Dear Uncle Dan,
I hope you are well and still making friends. I’m sorry to hear the parole board turned you down, but there’s always next time. While shopping for Christmas, I ran into your ex, and Vera’s crude remarks tell me communication with her is a no-go. (She’s still bitter about your entanglement with your secretary.)
Since you and Vera are incommunicado, I thought I’d fill you in on the family reunion Hattie and I hosted here at Hoskins Crossing on New Year’s Day.
We dispatched invitations, and relatives from across the country made the effort to join us on the farm for this gala affair. The Manhattan crew – your son John, his wife Sylvia, and their college kids, Eric and Annie – flew in from New York. Uncle Billy and Aunt Lanie drove up from Roanoke, four of the cousins from Texas took the train for a lark, and even the five Millers made the trek from California. All the Richmond folks came, driving over on the morning of the party. You probably don’t remember the relatives from Hattie’s family you met at our wedding, but twenty or so of them showed up as well, several from here in Virginia, a cousin from Memphis, a sister from Boston, and two from Washington D.C.
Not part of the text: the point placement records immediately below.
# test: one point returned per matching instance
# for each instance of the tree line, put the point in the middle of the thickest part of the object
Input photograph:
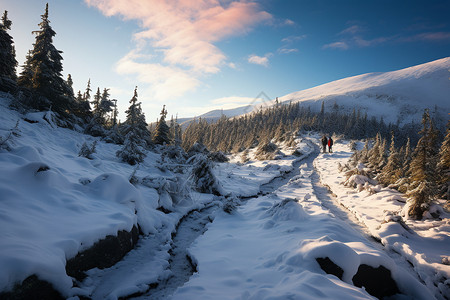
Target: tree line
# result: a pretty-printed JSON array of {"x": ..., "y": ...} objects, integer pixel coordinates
[
  {"x": 422, "y": 173},
  {"x": 41, "y": 86}
]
All told, about 50 guests, ranging in age from Hattie’s 85-year-old grandmother to our own three-year-old Timmy, committed to the party. Hattie loves planning and cooking, the house was still festive with Christmas decorations, and I’d even hired a bartender to disperse the spirits and add to the fun.
The guests began arriving mid-morning on New Year’s Day. By noon Hattie and a few of her relatives were carrying roasted turkeys, hams, black-eyed peas, salads, and a dozen side dishes and desserts to the long table we’d set up in the dining room.
By mid-afternoon, people were mingling, the drinks were flowing, and guests were grazing the buffet when Uncle Billy and Aunt Lanie arrived, late as usual. Aunt Lanie wore a MAGA pin on her blouse, and Uncle Billy was sporting a red MAGA cap.
“Like the hat, man,” Jack from Texas said. “I’ve got one of my own, but you have guts to wear it.”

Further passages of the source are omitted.